A Recap of This Week’s Top News – December 8, 2023
Changes to policy, scientific discovery, and expert recommendations and opinions all have the power to rapidly influence the landscape of a sector. Whether you’re a leader at a non-profit, a member of a university’s marketing department, or a stakeholder for a public health agency, being informed about the latest industry happenings can be the difference between exceeding and falling short of organizational goals. At Hager Sharp, our experts vigorously scan media coverage to identify areas of opportunity. And now, with the introduction of the Sharp Round-Up, you too can review what we consider to be some of the top news of the week.
Below you will find a compilation of news spanning the health and education, labor, and economy sectors. This list includes mainstream, DC-focused, and trade publication coverage from Saturday, December 2, to Friday, December 8. Let these clips serve as a resource when developing thoughtful strategies and use them to further foster organizational innovation and adaptability.

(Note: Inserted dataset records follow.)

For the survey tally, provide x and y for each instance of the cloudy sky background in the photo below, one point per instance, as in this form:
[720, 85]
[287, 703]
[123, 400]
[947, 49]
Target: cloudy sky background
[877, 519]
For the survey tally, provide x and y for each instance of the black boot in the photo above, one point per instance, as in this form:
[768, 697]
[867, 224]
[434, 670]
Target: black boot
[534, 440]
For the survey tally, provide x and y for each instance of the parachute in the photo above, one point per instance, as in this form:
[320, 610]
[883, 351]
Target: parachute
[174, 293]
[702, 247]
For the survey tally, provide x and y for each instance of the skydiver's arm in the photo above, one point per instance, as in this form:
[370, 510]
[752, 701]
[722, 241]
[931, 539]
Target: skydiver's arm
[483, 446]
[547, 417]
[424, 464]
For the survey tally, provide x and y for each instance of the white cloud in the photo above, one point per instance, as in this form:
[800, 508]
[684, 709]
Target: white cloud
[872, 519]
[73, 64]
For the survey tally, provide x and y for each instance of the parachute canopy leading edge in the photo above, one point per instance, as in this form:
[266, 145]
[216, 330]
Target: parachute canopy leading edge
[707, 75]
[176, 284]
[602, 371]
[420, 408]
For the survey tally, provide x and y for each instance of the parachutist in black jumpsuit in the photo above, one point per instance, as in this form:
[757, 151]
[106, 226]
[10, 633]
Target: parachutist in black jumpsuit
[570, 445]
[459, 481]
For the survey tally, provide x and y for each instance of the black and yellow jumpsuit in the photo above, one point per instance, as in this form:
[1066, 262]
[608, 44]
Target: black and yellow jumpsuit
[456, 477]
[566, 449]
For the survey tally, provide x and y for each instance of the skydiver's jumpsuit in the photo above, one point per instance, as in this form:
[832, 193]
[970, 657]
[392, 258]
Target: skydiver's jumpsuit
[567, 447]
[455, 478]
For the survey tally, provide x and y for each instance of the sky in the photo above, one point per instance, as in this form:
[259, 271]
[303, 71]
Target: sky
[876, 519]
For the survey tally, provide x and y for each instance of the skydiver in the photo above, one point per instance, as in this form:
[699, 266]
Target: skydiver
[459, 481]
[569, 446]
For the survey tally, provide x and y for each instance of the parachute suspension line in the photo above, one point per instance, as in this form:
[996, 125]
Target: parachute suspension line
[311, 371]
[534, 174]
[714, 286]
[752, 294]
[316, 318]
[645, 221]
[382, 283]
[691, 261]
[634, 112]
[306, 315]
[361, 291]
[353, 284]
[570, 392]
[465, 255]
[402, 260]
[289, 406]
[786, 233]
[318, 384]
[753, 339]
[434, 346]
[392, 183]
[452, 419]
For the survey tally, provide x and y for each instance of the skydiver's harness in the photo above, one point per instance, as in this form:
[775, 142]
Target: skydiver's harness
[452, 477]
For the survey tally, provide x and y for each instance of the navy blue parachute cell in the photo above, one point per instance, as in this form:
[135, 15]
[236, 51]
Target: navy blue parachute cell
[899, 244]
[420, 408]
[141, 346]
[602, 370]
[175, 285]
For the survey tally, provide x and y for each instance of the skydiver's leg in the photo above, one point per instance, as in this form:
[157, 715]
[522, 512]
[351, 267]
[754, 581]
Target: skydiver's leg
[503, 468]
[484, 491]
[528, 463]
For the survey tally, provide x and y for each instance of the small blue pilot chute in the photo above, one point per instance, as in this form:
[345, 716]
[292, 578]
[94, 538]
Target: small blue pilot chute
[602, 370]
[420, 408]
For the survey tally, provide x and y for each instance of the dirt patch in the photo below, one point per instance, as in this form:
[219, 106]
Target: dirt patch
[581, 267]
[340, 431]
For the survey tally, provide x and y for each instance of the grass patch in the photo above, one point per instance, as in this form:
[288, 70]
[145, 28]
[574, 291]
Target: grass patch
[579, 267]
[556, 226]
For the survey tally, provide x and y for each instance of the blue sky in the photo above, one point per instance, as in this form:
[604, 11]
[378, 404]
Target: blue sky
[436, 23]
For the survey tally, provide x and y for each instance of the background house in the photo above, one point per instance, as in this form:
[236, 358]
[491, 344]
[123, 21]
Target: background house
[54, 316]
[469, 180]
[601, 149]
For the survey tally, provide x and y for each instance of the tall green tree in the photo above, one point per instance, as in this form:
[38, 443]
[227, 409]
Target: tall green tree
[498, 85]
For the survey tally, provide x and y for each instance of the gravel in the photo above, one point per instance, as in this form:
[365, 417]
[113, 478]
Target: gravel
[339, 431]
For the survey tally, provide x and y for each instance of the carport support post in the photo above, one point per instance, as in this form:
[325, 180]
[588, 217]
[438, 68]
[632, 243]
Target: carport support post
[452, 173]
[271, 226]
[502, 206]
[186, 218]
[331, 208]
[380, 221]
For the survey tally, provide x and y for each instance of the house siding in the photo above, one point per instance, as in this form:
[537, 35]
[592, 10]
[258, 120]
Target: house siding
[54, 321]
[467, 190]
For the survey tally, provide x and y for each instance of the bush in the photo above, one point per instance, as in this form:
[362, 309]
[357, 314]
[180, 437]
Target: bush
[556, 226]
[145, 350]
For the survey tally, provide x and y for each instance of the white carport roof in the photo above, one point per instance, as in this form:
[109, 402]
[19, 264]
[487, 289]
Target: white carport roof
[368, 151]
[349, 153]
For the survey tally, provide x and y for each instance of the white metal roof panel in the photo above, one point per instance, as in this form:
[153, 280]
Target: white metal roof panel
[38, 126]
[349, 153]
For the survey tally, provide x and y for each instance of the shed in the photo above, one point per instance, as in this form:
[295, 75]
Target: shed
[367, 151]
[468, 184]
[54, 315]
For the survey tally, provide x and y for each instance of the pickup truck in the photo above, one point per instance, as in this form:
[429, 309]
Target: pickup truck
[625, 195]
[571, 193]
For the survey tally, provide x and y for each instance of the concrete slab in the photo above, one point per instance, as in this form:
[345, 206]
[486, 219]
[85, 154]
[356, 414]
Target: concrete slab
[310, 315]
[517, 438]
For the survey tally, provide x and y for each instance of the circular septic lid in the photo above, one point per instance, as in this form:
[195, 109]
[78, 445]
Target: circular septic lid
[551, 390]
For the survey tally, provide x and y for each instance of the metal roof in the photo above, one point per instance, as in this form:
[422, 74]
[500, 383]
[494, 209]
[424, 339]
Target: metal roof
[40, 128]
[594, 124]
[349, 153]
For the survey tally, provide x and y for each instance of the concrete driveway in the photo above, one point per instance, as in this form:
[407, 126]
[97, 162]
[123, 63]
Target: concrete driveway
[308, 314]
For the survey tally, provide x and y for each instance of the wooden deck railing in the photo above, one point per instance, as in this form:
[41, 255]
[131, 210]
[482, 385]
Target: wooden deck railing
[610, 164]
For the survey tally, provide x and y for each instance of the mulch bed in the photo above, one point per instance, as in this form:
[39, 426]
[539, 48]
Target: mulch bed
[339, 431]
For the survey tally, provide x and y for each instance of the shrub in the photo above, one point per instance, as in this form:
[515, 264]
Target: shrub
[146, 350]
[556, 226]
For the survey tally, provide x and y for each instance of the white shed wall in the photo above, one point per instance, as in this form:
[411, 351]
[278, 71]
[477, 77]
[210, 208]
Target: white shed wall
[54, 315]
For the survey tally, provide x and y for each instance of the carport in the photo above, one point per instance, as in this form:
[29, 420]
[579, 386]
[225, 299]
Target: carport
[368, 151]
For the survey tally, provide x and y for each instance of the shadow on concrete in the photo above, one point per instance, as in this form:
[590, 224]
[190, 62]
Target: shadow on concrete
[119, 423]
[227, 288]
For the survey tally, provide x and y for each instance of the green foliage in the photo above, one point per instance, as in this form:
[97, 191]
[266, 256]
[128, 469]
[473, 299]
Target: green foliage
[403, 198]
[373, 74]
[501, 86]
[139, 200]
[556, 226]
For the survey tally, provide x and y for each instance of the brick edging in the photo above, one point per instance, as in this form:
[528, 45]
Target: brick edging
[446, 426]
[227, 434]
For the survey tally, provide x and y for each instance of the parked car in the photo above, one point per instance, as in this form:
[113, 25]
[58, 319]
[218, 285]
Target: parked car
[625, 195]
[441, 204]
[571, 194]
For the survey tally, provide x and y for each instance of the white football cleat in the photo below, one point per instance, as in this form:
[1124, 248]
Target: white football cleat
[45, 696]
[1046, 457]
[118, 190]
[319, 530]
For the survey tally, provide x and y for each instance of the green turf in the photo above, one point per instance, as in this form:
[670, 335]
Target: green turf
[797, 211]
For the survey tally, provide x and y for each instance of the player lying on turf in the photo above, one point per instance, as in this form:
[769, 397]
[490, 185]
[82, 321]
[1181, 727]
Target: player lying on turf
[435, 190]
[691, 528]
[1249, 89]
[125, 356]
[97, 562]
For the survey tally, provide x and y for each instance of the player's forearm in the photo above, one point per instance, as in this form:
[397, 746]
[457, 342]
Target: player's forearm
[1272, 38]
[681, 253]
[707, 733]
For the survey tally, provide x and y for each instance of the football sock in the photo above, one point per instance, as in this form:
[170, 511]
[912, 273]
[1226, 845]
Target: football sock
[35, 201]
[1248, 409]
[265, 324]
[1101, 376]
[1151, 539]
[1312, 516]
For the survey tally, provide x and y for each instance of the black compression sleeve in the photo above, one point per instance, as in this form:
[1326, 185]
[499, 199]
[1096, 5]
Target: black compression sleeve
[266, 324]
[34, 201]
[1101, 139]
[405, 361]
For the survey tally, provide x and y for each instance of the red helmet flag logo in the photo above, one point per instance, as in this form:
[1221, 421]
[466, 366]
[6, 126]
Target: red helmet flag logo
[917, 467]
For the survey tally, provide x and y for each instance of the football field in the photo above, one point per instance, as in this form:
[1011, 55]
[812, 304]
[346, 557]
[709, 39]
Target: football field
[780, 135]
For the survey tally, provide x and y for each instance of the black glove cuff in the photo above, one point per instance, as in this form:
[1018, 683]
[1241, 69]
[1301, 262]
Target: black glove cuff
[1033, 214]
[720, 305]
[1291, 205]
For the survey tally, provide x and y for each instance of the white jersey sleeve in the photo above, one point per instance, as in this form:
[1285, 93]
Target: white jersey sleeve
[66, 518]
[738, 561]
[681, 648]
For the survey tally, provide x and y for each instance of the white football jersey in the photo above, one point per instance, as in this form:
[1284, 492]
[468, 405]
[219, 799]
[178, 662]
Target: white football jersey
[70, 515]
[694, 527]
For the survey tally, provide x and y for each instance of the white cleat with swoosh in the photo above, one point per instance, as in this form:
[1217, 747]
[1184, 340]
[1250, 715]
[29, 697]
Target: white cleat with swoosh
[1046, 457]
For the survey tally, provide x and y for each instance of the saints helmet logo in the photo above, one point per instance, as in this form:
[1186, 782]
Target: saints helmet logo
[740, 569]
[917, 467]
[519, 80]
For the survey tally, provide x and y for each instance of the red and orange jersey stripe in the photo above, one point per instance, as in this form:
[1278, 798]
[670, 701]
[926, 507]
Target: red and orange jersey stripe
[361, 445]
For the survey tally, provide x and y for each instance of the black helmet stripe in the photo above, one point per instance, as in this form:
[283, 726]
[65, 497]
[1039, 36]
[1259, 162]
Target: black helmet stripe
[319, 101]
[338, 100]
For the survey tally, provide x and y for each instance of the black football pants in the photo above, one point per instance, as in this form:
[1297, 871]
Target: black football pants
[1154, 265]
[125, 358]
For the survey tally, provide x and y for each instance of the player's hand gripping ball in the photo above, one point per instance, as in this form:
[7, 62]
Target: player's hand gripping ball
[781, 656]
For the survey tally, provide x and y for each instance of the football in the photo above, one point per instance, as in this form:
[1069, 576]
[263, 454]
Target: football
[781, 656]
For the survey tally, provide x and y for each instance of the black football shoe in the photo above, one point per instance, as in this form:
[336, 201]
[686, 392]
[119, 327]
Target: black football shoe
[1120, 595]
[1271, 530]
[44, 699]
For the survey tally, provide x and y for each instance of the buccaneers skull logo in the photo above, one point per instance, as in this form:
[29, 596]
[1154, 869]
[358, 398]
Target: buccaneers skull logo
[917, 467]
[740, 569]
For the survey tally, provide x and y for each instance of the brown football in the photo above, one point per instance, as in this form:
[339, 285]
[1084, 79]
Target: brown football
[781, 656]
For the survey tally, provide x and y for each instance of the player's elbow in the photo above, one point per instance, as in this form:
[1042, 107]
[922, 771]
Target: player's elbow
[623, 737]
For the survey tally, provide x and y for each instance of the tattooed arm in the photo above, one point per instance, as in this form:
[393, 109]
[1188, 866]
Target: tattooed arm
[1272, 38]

Here’s what you need to know.
- The amount of students chronically absent, or missing 10 percent of the school year, dropped to 40 percent last school year in the DC area. During the 2021–2022 school year, 48 percent of students were chronically absent. Prior to the pandemic, the amount hovered between 26 and 30 percent.
- Teacher turnover in the DC area has increased again after showing a dip during the COVID-19 pandemic. Over 25 percent of teachers left their schools between the 2021–2022 and 2022–2023 school years.
- Recent research has shown that when healthcare providers focus on weight as a measure of health, it can lead patients to avoid or delay health care. Overweight people often report that when they go to the doctor, their concerns are ignored or written off as a result of their weight. Additionally, providers sometimes miss major health problems when they are too focused on a patient’s weight.
- New data shows that mood, gut health, and other factors can contribute to a healthy immune response after vaccination. For instance, those who were in a positive mood when receiving a flu shot produced higher levels of antibodies to fight the illness. Other lifestyle factors such as diet, exercise, and even social interactions may affect how much protection people get from vaccines.